When artificial intelligence goes deep

Publish Date

22 MAY 2021


Kai Beckmann


Today, artificial intelligence (AI) and the deep learning method enable surprising and spectacular applications, such as image and voice recognition.

At EMD Electronics, we are not only laying the foundations for the development and production of corresponding hardware with our materials and solutions in semiconductor technology; we are also applying deep learning ourselves and researching the principles.

Coming closer to human intelligence

Humans outclass machines in many respects. We not only experience emotions but are also one step ahead when it comes to intelligence. One common example of this is the ability of children to recognize and classify new objects in their environments very quickly. With only a small number of short interactions, children learn, for example, what a cat is – even though every cat is different, and they are seen from different perspectives or under different lighting conditions. Our brains are clearly able to abstract information from a few observations and generate a useful model of our environment without any special instructions. By contrast, informatics experts have been trying for a long time to teach computers these kinds of models through explicit programing – with limited success.

However, a lot has happened in the last ten years in the area of artificial intelligence. Artificial neural networks with a large number of interlayers, known as deep neural networks, and the deep learning method that is realized within them make this possible. With deep learning in particular, the computer largely learns the model for its “environment” by itself through statistical analysis of large quantities of training data rather than through small-scale pre-defined sets of rules. In this way, machines can recognize things, make predictions and take decisions – thus coming closer to human intelligence.

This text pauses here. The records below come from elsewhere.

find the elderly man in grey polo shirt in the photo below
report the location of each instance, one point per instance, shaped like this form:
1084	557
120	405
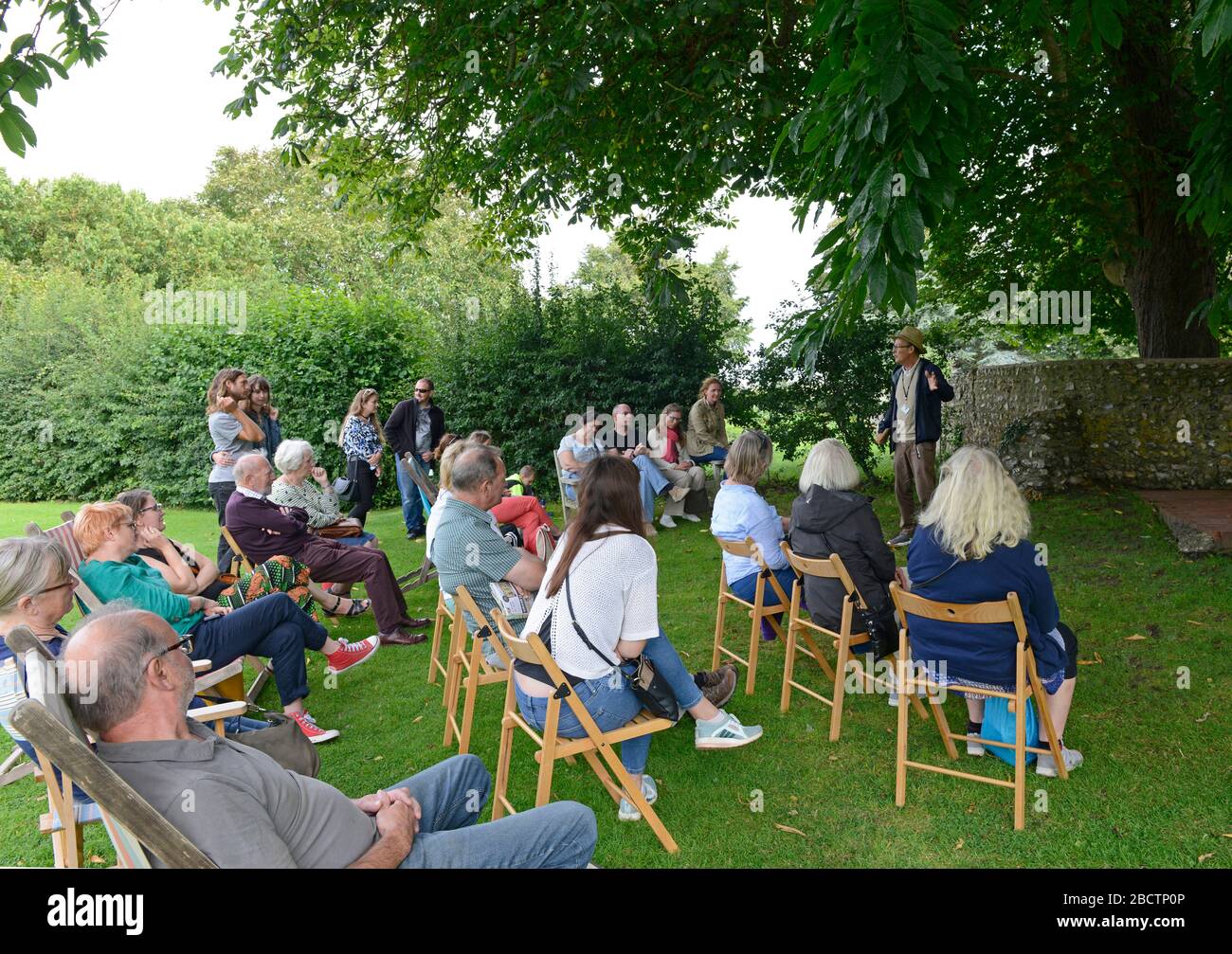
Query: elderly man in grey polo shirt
466	549
245	810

Deep learning has now enabled a range of practical applications and triggered a wave of enthusiasm for AI worldwide. Already today, we talk to chatbots and voice assistants that learn from every question we ask them and improve themselves. The figures also confirm that deep learning in practical application is no longer a distant prospect: According to a study by the market research and consulting firm Emergen Research, the global market for deep learning systems is to increase to €93 billion by 2028. Particular growth drivers are the adoption of cloud-based technology and usage of deep learning systems in big data analytics.

Deep learning at EMD Electronics

AI and deep learning require vast quantities of data and high computing power. Our Electronics business sector delivers the basis for this kind of powerful technology with semiconductor materials. Without them, powerful computer chips would be unimaginable. Examples of this are our contribution to 3D-NAND technology or our development work on neuromorphic computers. Nevertheless, deep learning still faces many hurdles. In particular, there often simply aren’t enough structured data for the algorithm to learn from. For this reason, deep learning and AI are currently used predominantly in scenarios that can be scaled en masse and for which large volumes of training data are available. For example, the automotive market and autonomous driving are particularly well-suited for this with millions of cars as data suppliers.

In the future, it could therefore be possible for an oncologist to upload a tissue image to the cloud and obtain a diagnosis within minutes. At Electronics, we are testing the application of deep learning in quality assurance. For example, we scan photos of samples of our liquid crystals, which are used for LCD displays. As a result, the AI is trained to recognize defective batches. These defective batches can then be removed quickly and effectively from the production process, which enables us to ensure even higher quality of our liquid crystals. 

Deep learning is also a topic when it comes to basic research Merck KGaA, Darmstadt, Germany: We are currently setting up research groups that address the issue of how biological brains and machines can abstract information – see the first example with the cat. By combining neuroscience, informatics and mathematics, we want to research how these capabilities occur and how they can be translated to AI.

I believe that AI and deep learning have enormous potential. It will be a long road to travel, though. At EMD Electronics, we intend to follow this path intensively.